C’est en RDC que le virus avait été découvert pour la première fois en 1976. La dernière épidémie d’Ebola relevée dans le pays, en 2017, avait été rapidement circonscrite après avoir fait quatre victimes.

“La RDC a connu tant d’épidémies qu’elle a acquis la capacité de faire face aux nouveaux épisodes”, estime Chikwe Ihekweazu. Pour la spécialiste, “les autorités sanitaires ont tiré de nombreuses leçons des précédentes épidémies d’Ebola – en particulier celle de 2014 en Afrique de l’Ouest”.

Risque “élevé” de propagation dans le pays

Entre 2014 et 2016, cette fièvre hémorragique qui se transmet par contact physique avec des liquides corporels infectés (souvent en provenance de gibier de brousse), avait tué 11 300 personnes en Afrique de l’Ouest, en particulier en Guinée, au Liberia et en Sierra Leone.
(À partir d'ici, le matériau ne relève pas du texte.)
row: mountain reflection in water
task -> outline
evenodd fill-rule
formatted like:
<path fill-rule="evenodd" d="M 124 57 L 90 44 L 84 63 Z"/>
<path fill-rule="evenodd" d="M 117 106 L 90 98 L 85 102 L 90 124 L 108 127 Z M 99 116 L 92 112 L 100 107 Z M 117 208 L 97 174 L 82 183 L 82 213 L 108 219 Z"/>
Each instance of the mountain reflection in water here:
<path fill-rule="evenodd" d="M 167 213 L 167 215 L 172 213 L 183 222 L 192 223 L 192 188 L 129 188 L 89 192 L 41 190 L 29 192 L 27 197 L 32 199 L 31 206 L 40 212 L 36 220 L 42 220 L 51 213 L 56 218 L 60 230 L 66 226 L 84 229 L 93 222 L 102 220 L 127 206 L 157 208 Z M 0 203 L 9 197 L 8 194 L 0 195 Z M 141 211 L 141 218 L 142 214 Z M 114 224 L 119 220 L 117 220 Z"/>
L’Organisation mondiale de la santé (OMS) avait été accusée à l’époque d’avoir sous-estimé la menace en tardant à réagir. Cette fois-ci, l’alerte donnée par les autorités congolaises le 8 mai a aussitôt été relayée par l’organisme international.

Bien que l’épidémie “semble être géographiquement limitée […] dans une région éloignée”, le risque de propagation en RDC “est considéré comme élevé” en raison “de la nature de la maladie et du manque d’informations épidémiologiques et démographiques pour estimer l’ampleur de l’épidémie”, avertit l’OMS.